А в конце разговора неожиданно поизносит:
– Ты это, расслабься пока, не гони. Дай ему после развода в себя прийти. Успокойся, соберись с силами, и поговори с ним по-человечески. Без слез, без истерик. Скажи ему прямо, честно, что замуж ты за него не пойдешь. Что просто, раз уж так получилось, ты бы очень хотела воспитывать вместе с ним ребенка. В конце концов, никто его за язык не тянул, мог бы и не говорить тебе ничего, но раз уж сказал. Вот увидишь, он согласится. Ну, может, повыпендривается сперва, куда ж без этого. Но потом сам же к тебе придет, и прощенья будет просить. Поверь мне, я эту семейку знаю! Очень скоро Игорю надоест делать все самому, еще раньше мамочке его надоест ему помогать, и вот тогда он с благодарностью примет любое твое предложение.
– Думаете?
– Уверен!
Часть вторая. И время их собирать
*
Я стою за забором, и корчу рожи, пытаясь привлечь внимание маленького существа, трудолюбиво роющего совком песок по ту сторону сетки. У существа светлые голубовато-зеленые глаза и острые, чуть оттопыренные, ушки эльфа. Это моя дочь. Я смотрю на нее и не могу насмотреться. Время от времени я тихонько посвистываю ей, как щенку, и она, как щенок, реагирует на свист – замирает, поворачивает головку, смотрит в мою сторону, пытается разглядеть меня за кустами, где я прячусь от воспитательницы. Когда воспитательница отворачивается, я высовываюсь, и корчу смешные рожицы. Дочка смотрит и нерешительно улыбается. Иногда встает и делает несколько шагов в сторону забора.

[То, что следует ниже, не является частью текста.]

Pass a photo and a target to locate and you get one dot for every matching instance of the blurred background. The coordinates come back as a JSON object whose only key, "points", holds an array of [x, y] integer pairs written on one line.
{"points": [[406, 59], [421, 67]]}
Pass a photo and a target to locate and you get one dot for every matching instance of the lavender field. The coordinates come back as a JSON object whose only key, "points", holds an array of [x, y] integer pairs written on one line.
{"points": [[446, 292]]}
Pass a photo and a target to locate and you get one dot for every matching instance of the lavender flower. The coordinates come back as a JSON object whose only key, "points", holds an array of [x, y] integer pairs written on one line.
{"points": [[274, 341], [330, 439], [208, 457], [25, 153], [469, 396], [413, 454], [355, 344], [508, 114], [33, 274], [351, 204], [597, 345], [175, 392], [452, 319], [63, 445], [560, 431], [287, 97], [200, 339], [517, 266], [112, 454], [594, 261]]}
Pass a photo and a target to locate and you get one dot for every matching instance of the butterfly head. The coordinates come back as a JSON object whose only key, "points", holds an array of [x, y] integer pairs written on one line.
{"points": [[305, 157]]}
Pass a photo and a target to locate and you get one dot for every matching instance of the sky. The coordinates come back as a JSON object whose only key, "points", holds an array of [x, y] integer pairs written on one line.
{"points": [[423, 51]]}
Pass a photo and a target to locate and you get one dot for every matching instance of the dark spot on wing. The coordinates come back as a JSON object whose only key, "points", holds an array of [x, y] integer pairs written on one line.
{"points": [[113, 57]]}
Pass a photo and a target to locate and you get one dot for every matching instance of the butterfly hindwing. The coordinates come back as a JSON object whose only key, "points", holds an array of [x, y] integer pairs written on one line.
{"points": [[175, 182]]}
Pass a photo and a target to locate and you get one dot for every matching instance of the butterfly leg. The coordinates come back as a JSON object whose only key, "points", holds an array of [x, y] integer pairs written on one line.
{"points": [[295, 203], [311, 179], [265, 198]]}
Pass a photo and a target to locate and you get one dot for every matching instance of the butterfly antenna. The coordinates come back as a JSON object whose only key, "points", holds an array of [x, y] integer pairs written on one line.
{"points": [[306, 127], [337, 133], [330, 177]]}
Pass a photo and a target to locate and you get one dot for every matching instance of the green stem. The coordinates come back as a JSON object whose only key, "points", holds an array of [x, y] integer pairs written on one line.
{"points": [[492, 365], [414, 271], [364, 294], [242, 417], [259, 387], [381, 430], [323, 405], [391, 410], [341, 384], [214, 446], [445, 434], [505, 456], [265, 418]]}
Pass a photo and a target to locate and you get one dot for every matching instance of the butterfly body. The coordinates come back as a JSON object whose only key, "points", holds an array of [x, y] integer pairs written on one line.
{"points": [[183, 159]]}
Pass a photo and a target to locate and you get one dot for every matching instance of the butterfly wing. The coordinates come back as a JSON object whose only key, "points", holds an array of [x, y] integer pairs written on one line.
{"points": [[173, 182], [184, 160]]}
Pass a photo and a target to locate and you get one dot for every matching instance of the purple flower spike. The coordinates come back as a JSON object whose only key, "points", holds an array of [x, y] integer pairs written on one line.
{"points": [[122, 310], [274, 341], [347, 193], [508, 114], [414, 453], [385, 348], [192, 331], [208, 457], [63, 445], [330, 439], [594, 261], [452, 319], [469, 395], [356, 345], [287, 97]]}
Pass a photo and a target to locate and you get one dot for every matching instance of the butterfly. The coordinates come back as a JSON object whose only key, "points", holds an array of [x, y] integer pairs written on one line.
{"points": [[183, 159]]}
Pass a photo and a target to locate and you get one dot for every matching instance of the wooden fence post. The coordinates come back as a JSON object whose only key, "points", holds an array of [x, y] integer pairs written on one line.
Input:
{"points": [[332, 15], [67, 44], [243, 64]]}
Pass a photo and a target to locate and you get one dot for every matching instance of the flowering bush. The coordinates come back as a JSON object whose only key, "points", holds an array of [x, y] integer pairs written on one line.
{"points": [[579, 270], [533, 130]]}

С каждым разом она подходит все ближе.
Я приручаю ее, как дикого зверька, как Лиса в «Маленьком Принце».
Я отловила Игоря в ихней ординаторской одного, и честно все ему выложила. Ну, может не так связно и бесстрастно, как мне бы хотелось, и может, голосом недостаточно твердым или там слишком тихим. Ну, так и он мне ничего не ответил – молча выслушал, отвернулся и вышел. С тех пор тщательно избегает на лестницах и в коридорах, а на общих институтских пятиминутках, где я еженедельно обязана появляться по долгу службы, сперва заглядывает, проверяет, что я уже где-то села, а потом сам садится в противоположном углу по диагонали. Лерка ходит с победным видом – но это как раз из разряда смешного.
Что ж, поживем-увидим. А пока приходится действовать на свой страх и риск. Так что я уже третью неделю прихожу сюда, к садику, во время прогулки. Стою у забора за кустами, посвистываю и корчу смешные рожицы. Приручаю своего ребенка.
*
На работе у меня все хорошо, хоть малость и скучновато. Дядю Федю так пока и не выписали, так что по утрам я привычно наслаждаюсь вокализами – от них всегда теплеет на сердце, и хочется самой запеть, и жить, и вообще как-то двигаться дальше.
Я вполне освоилась на новом рабочем месте, и даже постепенно прибираю к рукам тетю Пашу. Разговаривать она пока не начала, но хоть распоряжения мои выполняет. С Валькой же никаких проблем, разве что он слишком явно влюблен в дядю Федю, а тому это по фигу, он вообще не по этому делу, и Валька страдает.
Впрочем, пока любовные страдания не мешают Вальке добросовестно справляться со своими обязанностями – что мне за дело?
Кроме дяди Феди, который, похоже, застрял у нас тут надолго, бывают эпизодически пациенты на один день или там на сутки – на всякие там обследования и процедуры. Иногда их скапливается аж до трех человек. Это создает видимость плодотворной деятельности.